Le Respir est un conte gothique aux allures fantastiques que je vous recommande. Cette courte histoire est à découvrir un soir, emmitouflé sous un plaid, idéalement prêt d’un feu ou d’une fenêtre ouverte sur la nuit. Vous y trouverez à la fois la solitude et la paix entre ses lignes.
Je ne sais que penser de cette courte lecture. Il y a quelque chose de malsain et de « malaisant » dans l’ambiance et surtout dans le caractère du personnage principal, dont l’obsession pour son professeur mettait quelque peu mal à l’aise. J’ai pourtant l’habitude de lire des textes qui mettent mal à l’aise, et j’aime ça d’habitude. Mais, il y a un petit quelque chose qui m’a dérangé. Peut-être quelques maladresses d’écriture et de structure narrative qui m’ont bloquée. Je n’ai pas mis le doigt sur ce qui m’a bloqué par moment.
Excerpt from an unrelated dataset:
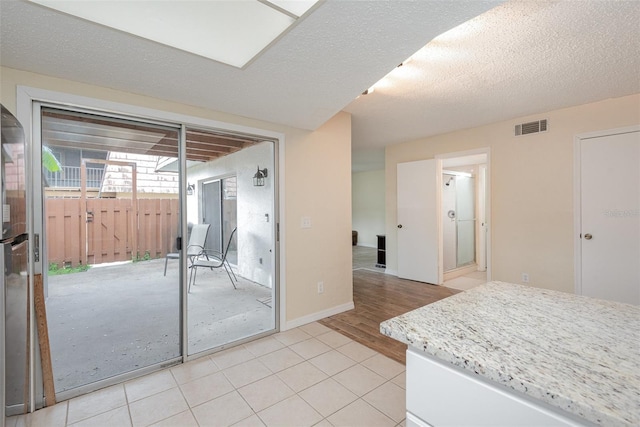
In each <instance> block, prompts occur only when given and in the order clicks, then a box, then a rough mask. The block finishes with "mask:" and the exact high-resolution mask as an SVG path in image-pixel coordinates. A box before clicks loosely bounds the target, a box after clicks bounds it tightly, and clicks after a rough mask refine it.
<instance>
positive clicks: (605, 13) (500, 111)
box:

Par contre, l’auteur était quand même assez doué dans ses tournures de phrases pour installer une ambiance gothique pesante quitte à parfois en faire un peu trop et à aller dans les clichés. En bref, un texte qui peut laisser perplexe, un voyage étrange qui peut soulever quelques questions philosophiques. La fin a été un peu décevante pour moi et détonnait avec le reste. J’aurai aimé une fin plus fantastique/mystique et moins « rationnelle ».